Medicare Moves Closer to CAR-T Coverage Policy

Kerry Dooley Young

February 18, 2019

Medicare has proposed a national coverage policy for chimeric antigen receptor T-cell (CAR-T) therapy with several conditions attached, including monitoring of patients enrolled in an approved registry or clinical trial for at least 2 years after treatment.

The Centers for Medicare & Medicaid Services (CMS) has unveiled a proposed national coverage decision (NCD) memo.

The NCD would be Medicare's first sweeping payment policy for CAR-T, which involves genetically modifying a patient's own T cells to fight against certain leukemias and lymphomas.

At present, local Medicare administrative contractors can decide whether to pay for CAR-T therapy, CMS said. There is hope that a national policy will improve access to these novel therapies.

CAR-T therapies were launched into the US market in 2017 with high prices, about $475,000 for tisagenlecleucel (Kymriah, Novartis) and $373,000 for axicabtagene ciloleucel (Yescarta, Gilead Sciences).

These high costs, as well as problems with reimbursement and insurance coverage, have meant that few patients have received these novel therapies, as reported by Medscape Medical News.

Experts treating hematologic malignancies are enthusiastic about the novel therapies. They point out that clinical responses are far superior to anything that has been seen before. "When you see data like that, it becomes ethically challenging for people to say that we can't do this because of financial issues," one expert told Medscape Medical News last year.

Coverage With Evidence Development

In the proposed decision memo, CMS' medical staff describes CAR-T therapy as "a rapidly evolving field" for which "initial evidence appears promising but inconclusive."

The agency is seeking to require that the therapy be provided at certain well-prepared hospitals. In addition, CMS also said Medicare would require that the CAR-T therapy target a known antigen expressed in the patient's cancer that matches an approved indication for the drug used.

CMS said it intends to use data from registries and studies to help identify the types of patients who benefit from CAR-T therapy. This research could inform a future Medicare decision regarding the types of cases for which the treatment would be covered with no registry or trial requirement, CMS staff said.

Medicare's proposed national CAR-T coverage would use a strategy known as coverage with evidence development (CED). With CED, Medicare pays for emerging therapies while tracking how well they work for patients. CED mandates a flow of detailed information about patients who are given a particular therapy, as well as their outcomes.

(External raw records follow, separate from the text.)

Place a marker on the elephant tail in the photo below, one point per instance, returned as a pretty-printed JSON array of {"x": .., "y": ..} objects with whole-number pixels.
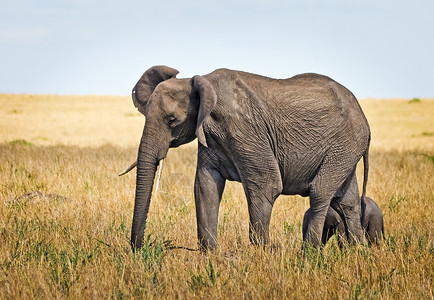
[{"x": 365, "y": 169}]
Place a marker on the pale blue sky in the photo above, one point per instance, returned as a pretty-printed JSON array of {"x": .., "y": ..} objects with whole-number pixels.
[{"x": 375, "y": 48}]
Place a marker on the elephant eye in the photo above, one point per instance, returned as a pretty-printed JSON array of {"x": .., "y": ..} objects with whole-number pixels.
[{"x": 171, "y": 121}]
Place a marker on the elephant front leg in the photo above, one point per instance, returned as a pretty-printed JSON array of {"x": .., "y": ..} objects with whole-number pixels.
[
  {"x": 208, "y": 190},
  {"x": 259, "y": 214}
]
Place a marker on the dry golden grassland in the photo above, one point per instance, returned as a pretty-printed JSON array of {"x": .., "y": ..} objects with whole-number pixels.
[{"x": 71, "y": 240}]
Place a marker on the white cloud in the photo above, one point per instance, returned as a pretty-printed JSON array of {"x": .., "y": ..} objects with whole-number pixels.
[{"x": 10, "y": 35}]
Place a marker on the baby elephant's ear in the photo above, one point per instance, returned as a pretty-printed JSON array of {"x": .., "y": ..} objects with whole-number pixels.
[
  {"x": 207, "y": 101},
  {"x": 147, "y": 84}
]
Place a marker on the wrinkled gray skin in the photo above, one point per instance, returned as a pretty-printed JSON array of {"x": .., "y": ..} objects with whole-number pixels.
[
  {"x": 303, "y": 135},
  {"x": 372, "y": 223}
]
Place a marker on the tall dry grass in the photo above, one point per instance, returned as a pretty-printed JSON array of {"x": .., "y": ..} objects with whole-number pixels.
[{"x": 71, "y": 240}]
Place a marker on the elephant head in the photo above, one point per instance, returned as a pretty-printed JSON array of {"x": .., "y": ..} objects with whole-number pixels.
[{"x": 175, "y": 111}]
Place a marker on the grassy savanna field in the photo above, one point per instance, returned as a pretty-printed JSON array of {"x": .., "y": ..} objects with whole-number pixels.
[{"x": 71, "y": 240}]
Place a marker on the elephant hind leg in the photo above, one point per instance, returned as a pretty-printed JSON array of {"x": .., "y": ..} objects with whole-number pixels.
[{"x": 336, "y": 176}]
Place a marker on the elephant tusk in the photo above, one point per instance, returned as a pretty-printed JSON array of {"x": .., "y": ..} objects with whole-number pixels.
[{"x": 128, "y": 169}]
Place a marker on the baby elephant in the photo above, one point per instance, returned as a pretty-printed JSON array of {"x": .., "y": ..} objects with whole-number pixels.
[{"x": 372, "y": 223}]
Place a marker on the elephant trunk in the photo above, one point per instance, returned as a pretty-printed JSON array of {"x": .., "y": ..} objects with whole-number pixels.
[{"x": 147, "y": 161}]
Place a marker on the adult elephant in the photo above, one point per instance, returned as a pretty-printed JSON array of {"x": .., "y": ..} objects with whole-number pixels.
[{"x": 303, "y": 135}]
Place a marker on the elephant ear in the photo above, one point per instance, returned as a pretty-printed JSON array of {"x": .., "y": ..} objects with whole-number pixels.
[
  {"x": 207, "y": 101},
  {"x": 147, "y": 84}
]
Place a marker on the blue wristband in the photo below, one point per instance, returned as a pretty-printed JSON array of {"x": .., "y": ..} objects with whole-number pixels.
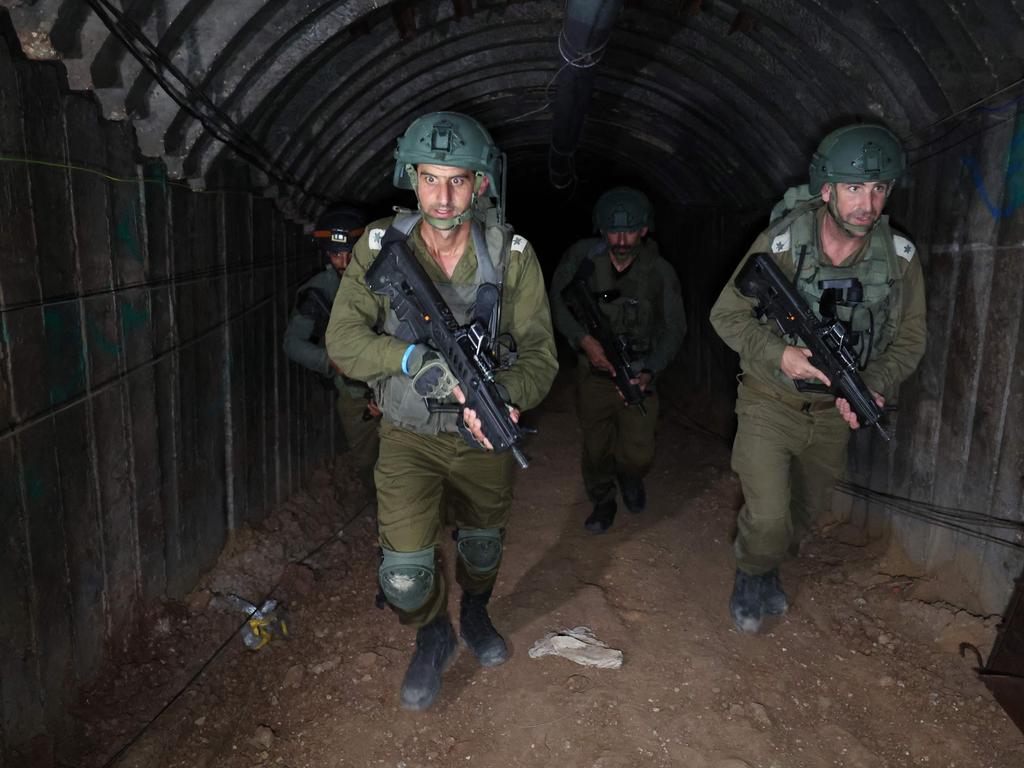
[{"x": 404, "y": 359}]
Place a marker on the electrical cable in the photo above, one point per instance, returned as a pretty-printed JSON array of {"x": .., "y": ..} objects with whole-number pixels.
[
  {"x": 170, "y": 702},
  {"x": 947, "y": 517},
  {"x": 193, "y": 99}
]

"Today's proposed coverage decision would improve access to this therapy while deepening CMS's understanding of how patients in Medicare respond to it, so the agency can ensure that it is paying for CAR T-cell therapy for cases in which the benefits outweigh the risks," said CMS Administrator Seema Verma in a statement on February 15.

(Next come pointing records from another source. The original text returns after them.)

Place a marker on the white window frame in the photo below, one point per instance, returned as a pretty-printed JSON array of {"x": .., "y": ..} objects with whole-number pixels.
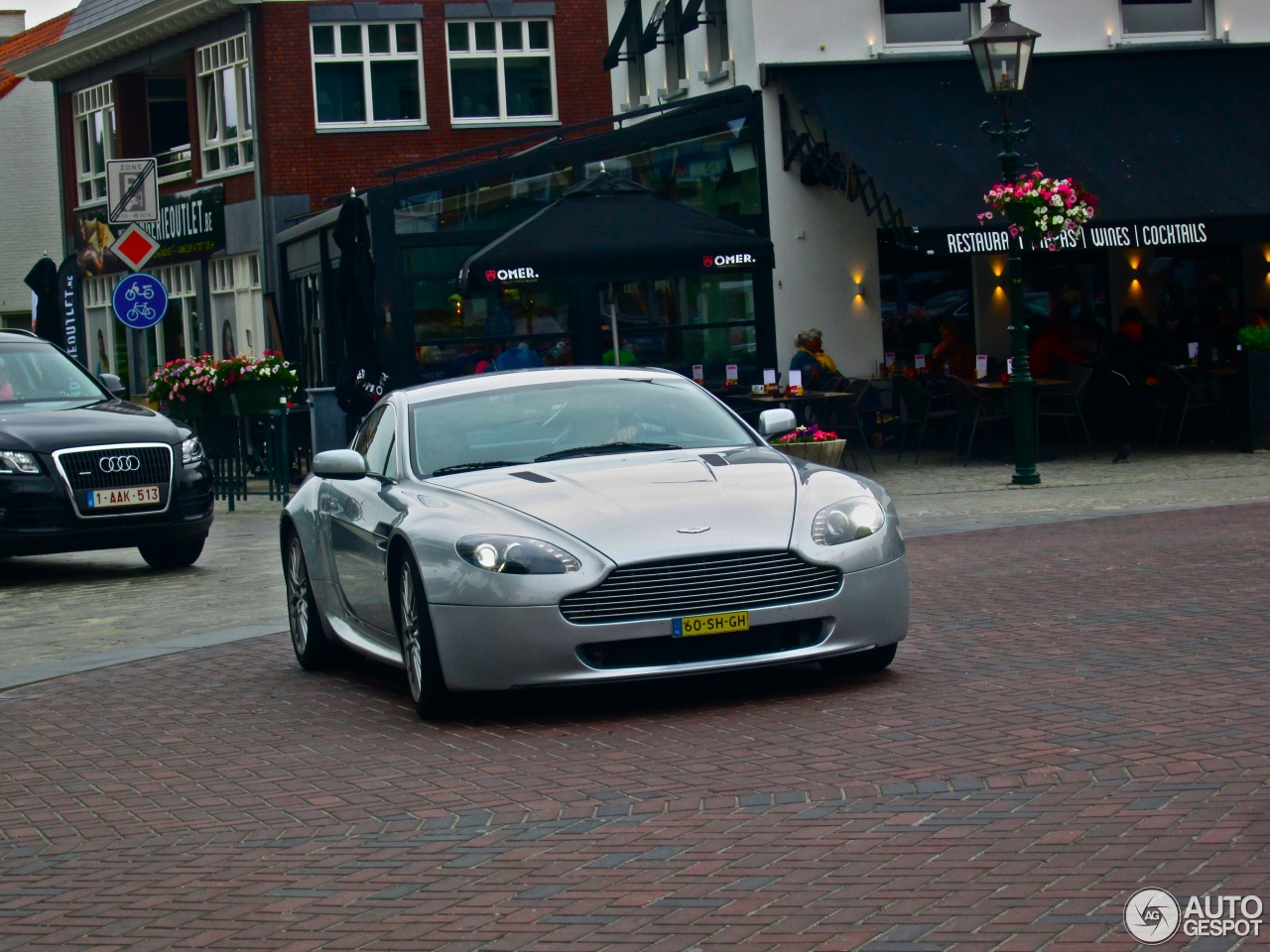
[
  {"x": 236, "y": 277},
  {"x": 502, "y": 56},
  {"x": 95, "y": 103},
  {"x": 218, "y": 64},
  {"x": 1207, "y": 31},
  {"x": 366, "y": 58},
  {"x": 957, "y": 44}
]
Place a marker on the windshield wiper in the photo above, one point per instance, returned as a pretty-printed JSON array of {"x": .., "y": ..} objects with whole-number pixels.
[
  {"x": 471, "y": 467},
  {"x": 603, "y": 449}
]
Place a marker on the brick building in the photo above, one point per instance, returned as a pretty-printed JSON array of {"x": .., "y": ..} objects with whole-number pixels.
[
  {"x": 262, "y": 113},
  {"x": 28, "y": 155}
]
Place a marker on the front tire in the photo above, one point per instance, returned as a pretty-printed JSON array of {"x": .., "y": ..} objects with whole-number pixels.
[
  {"x": 429, "y": 690},
  {"x": 875, "y": 658},
  {"x": 313, "y": 651},
  {"x": 181, "y": 553}
]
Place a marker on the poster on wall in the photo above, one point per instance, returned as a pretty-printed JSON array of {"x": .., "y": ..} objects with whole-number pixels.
[{"x": 190, "y": 226}]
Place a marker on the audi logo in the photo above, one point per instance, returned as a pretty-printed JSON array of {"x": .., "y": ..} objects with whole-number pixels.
[{"x": 118, "y": 463}]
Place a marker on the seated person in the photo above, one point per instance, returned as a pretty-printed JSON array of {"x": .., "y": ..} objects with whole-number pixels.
[
  {"x": 952, "y": 354},
  {"x": 817, "y": 367},
  {"x": 1049, "y": 348}
]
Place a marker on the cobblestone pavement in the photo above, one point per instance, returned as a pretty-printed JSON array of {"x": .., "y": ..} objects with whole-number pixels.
[{"x": 1080, "y": 711}]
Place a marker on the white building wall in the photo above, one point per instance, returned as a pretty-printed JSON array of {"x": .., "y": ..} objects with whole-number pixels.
[{"x": 28, "y": 190}]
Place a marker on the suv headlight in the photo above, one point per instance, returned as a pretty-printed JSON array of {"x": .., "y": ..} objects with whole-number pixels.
[
  {"x": 516, "y": 556},
  {"x": 191, "y": 451},
  {"x": 13, "y": 462},
  {"x": 847, "y": 520}
]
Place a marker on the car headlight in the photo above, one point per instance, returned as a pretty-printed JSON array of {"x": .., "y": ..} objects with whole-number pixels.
[
  {"x": 191, "y": 451},
  {"x": 13, "y": 462},
  {"x": 516, "y": 556},
  {"x": 846, "y": 521}
]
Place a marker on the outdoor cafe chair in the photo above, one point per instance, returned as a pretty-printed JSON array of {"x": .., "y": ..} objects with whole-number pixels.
[
  {"x": 1183, "y": 395},
  {"x": 973, "y": 409},
  {"x": 1067, "y": 404},
  {"x": 917, "y": 409}
]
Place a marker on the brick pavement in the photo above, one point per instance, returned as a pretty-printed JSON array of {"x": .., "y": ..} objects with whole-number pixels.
[{"x": 1080, "y": 710}]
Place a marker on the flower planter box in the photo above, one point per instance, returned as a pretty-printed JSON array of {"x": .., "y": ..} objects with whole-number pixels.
[
  {"x": 826, "y": 452},
  {"x": 246, "y": 398}
]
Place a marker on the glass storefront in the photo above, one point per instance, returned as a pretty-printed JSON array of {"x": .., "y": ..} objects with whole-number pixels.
[{"x": 425, "y": 229}]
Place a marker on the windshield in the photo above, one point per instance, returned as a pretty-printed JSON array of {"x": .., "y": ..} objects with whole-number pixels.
[
  {"x": 37, "y": 373},
  {"x": 562, "y": 419}
]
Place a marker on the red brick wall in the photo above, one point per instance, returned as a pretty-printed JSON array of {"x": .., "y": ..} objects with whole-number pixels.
[{"x": 299, "y": 160}]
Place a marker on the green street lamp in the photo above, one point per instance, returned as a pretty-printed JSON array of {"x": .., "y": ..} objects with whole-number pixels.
[{"x": 1002, "y": 51}]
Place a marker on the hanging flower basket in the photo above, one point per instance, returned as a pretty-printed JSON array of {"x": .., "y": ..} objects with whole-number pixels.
[
  {"x": 1039, "y": 208},
  {"x": 250, "y": 397}
]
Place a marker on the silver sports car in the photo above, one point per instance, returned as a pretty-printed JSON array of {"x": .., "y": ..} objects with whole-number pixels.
[{"x": 570, "y": 526}]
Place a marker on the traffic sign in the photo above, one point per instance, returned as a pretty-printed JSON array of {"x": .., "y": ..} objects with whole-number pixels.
[
  {"x": 140, "y": 301},
  {"x": 131, "y": 189},
  {"x": 135, "y": 248}
]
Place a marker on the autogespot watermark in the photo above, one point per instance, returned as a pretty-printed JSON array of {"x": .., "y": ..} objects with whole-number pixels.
[{"x": 1153, "y": 916}]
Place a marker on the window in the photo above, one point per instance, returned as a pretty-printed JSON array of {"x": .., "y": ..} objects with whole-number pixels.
[
  {"x": 367, "y": 73},
  {"x": 717, "y": 45},
  {"x": 225, "y": 105},
  {"x": 500, "y": 70},
  {"x": 928, "y": 21},
  {"x": 94, "y": 140},
  {"x": 238, "y": 308},
  {"x": 1165, "y": 17}
]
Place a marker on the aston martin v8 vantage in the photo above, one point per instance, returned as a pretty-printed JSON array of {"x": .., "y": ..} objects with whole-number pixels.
[{"x": 571, "y": 526}]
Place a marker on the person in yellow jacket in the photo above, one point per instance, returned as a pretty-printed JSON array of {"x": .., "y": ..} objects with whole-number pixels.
[{"x": 817, "y": 367}]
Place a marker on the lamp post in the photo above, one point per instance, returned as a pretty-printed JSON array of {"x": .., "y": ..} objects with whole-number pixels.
[{"x": 1002, "y": 51}]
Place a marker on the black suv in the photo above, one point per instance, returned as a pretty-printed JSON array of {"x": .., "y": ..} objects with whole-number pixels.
[{"x": 81, "y": 468}]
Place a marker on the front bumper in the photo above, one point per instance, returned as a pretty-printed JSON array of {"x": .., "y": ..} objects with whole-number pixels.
[
  {"x": 37, "y": 517},
  {"x": 497, "y": 649}
]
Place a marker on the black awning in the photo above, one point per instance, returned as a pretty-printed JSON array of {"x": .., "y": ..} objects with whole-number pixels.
[{"x": 1156, "y": 135}]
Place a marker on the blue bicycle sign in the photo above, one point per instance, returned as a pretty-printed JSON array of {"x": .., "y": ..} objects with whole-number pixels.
[{"x": 140, "y": 301}]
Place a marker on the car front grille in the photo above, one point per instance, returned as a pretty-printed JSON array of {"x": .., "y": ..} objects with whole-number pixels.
[
  {"x": 87, "y": 468},
  {"x": 698, "y": 585},
  {"x": 667, "y": 651}
]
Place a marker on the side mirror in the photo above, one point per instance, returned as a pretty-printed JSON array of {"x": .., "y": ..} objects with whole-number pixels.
[
  {"x": 339, "y": 465},
  {"x": 775, "y": 421},
  {"x": 114, "y": 385}
]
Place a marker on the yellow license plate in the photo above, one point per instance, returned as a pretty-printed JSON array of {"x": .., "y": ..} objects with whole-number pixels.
[
  {"x": 132, "y": 495},
  {"x": 719, "y": 624}
]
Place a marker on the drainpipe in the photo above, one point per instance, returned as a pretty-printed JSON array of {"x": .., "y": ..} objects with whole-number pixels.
[{"x": 266, "y": 284}]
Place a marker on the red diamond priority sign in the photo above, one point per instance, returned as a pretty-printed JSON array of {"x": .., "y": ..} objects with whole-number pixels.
[{"x": 135, "y": 248}]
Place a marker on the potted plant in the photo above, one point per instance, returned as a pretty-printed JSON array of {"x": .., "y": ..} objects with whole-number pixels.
[
  {"x": 253, "y": 385},
  {"x": 1251, "y": 409},
  {"x": 185, "y": 388},
  {"x": 812, "y": 443}
]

CAR-T therapy has been approved in the United States for adults with certain refractory or relapsed lymphomas, CMS said. In the memo, the agency staff notes that there is "very limited" understanding about whether people enrolled in Medicare will experience overall harm or benefit from CAR-T.

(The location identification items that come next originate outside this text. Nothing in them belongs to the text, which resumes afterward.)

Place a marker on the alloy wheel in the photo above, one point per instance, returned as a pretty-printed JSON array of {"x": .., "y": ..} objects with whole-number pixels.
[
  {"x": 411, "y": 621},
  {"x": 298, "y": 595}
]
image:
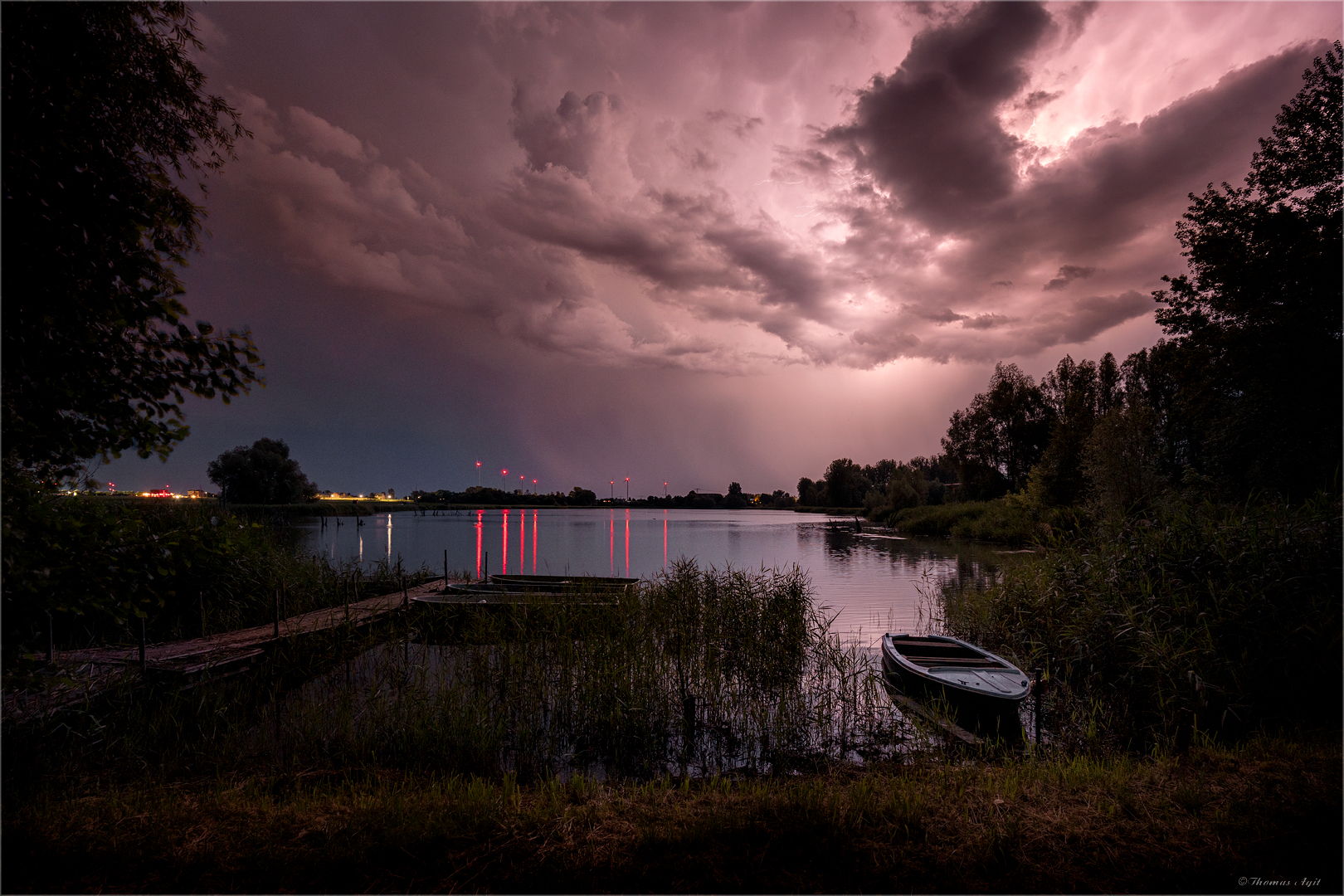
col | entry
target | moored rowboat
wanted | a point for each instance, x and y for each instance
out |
(980, 688)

"The evidence base for the B-cell lymphoma clinical studies is currently small, especially for older adults where 33 patients who received axicabtagene ciloleucel and fewer than 28 patients who received tisagenlecleucel were 65 years old or older," CMS staff write.

Assessing Quality of Life

In its memo, CMS emphasizes a need for "valid and reliable measurement" of quality of life for those undergoing CAR-T therapy.

"Assessing quality of life and functional status beyond one year following CAR T-cell therapy may therefore be important for a patient deciding whether the benefit from CAR T-cell administration aligns with their care plans and goals," CMS staff write.

CMS initiated work on a national coverage decision on CAR-T therapy last year in response to a request from insurer UnitedHealthcare, which operates Medicare Advantage plans. CMS' Medicare Evidence Development & Coverage Advisory Committee in August 2018 provided feedback to the agency on approaches to monitoring the outcomes for people given CAR-T therapy.

CMS is accepting comments for the proposed NCD until March 17. The agency said it expects to issue a final decision no later than 60 days after the conclusion of the 30-day public comment period.